Combien parmi vous sont tellement terrorisés, qui se déguisent en cadavres ambulants, pour ne pas « être tués une deuxième fois » ! Ils sont devenus comme des zombis, qui obéissent, au doigt et à l’œil, à ce régime qui les tue. Ce n’est pas en abandonnant votre corps et votre esprit à ces forces du mal, que vous vivrez mieux ! Soyez dignes, pensez au moins au bien et à l’avenir de vos enfants et leurs descendants ; l’histoire vous en saura gré !

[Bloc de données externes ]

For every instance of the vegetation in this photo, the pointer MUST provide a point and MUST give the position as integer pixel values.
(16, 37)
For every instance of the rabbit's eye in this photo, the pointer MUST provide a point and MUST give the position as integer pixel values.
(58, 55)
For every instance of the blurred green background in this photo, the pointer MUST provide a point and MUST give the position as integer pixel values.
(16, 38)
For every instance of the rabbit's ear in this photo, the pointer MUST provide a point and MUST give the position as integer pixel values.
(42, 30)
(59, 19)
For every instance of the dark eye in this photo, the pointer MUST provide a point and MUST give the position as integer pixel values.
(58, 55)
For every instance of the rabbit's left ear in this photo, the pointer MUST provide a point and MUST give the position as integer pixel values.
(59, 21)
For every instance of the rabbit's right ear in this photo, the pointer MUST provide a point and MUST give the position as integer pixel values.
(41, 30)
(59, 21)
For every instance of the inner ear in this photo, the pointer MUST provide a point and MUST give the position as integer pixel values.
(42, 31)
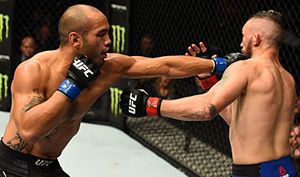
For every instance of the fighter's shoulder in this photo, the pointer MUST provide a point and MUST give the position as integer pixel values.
(34, 67)
(242, 66)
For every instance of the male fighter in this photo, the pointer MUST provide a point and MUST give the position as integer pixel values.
(47, 107)
(255, 97)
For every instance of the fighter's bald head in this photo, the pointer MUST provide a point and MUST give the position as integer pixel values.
(76, 18)
(269, 23)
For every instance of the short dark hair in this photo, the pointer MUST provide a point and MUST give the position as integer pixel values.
(275, 17)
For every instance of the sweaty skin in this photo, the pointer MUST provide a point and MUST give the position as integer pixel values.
(255, 97)
(42, 120)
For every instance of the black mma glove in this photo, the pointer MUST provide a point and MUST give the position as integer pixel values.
(137, 103)
(222, 63)
(81, 73)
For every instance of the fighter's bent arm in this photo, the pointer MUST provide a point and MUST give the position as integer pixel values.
(34, 116)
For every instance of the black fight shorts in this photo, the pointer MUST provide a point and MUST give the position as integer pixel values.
(16, 164)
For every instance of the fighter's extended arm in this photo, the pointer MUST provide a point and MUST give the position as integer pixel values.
(177, 66)
(202, 107)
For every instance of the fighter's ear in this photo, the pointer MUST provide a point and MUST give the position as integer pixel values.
(257, 38)
(75, 39)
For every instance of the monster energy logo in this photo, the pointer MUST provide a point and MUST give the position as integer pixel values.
(118, 38)
(115, 98)
(3, 81)
(4, 19)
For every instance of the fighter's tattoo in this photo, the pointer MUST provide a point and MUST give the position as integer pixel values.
(205, 113)
(18, 144)
(39, 98)
(54, 132)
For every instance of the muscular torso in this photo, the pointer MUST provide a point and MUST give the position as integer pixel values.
(262, 115)
(52, 144)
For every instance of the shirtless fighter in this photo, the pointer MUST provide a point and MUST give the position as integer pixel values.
(47, 107)
(255, 97)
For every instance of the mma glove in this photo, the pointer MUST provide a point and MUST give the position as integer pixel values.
(222, 63)
(137, 103)
(81, 73)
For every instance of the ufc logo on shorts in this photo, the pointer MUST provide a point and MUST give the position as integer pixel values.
(81, 66)
(42, 163)
(132, 106)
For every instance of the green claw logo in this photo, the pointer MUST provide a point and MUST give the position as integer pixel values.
(118, 38)
(4, 24)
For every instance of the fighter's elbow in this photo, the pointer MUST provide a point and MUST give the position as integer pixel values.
(28, 136)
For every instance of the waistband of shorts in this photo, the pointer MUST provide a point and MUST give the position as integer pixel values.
(37, 161)
(246, 170)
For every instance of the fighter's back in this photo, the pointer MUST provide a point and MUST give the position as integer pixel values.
(263, 118)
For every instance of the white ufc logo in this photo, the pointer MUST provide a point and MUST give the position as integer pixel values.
(81, 66)
(132, 105)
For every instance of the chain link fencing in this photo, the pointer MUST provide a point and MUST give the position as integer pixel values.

Chers compatriotes, ENGAGEZ-VOUS !

Les hommes, les femmes, les garçons et les filles de votre âge ont décidé de mener une lutte sans merci contre ce régime du FPR-KAGAME qui tue et malmène les Rwandais. Rejoignez-les ou soutenez-les d’une façon ou d’une autre ! Ils comptent sur vous. Ils sont engagés dans des associations ou partis d’opposition au Rwanda et à l’extérieur. Ils sont en prison ou en exil. Ils se battent jour et nuit, chacun à sa manière, pour la dignité, la paix, la justice, la liberté et la démocratie dans notre pays.

Certains en payent le prix fort, et malgré cela les autres continuent. Avec eux, je crois en la victoire finale. Ceux qui ont été tués dans ce combat, sont des filles et fils dignes de la nation. Ils sont tombés sur le champ d’honneur, nous ne les oublierons jamais. Ils forcent notre admiration, ils nous inspirent jour et nuit ; faisons tout ce qui est en notre pouvoir pour que leur sacrifice ne soit pas vain.

Certains pensent, à tort, ne pas être concernés par cette lutte, au motif qu’ils ont une situation sociale ou financière enviable. Ils oublient que le régime dictatorial du FPR-KAGAME peut à tout moment tout leur prendre, à ceux qui sont à l’intérieur du pays, ou, pour ceux qui sont en exil, les malmener d’une façon ou d’une autre, par le biais de sbires mandatés à cet effet. Faut-il encore souligner qu’il s’agit d’abord et avant tout d’un combat pour la dignité et la liberté ? En l’espèce, ces paroles d’un sage africain méritent toute notre attention : « Etre pauvre et libre plutôt que riche dans l’esclavage ! » 

Chers compatriotes, BATTEZ-VOUS !

Pour que votre peuple et vous-même soyez en sûreté, il faut être délivré de la force tyrannique ! Cette machine d’oppression est contraire au droit, elle s’oppose à votre liberté, elle nuit à votre vie tout simplement !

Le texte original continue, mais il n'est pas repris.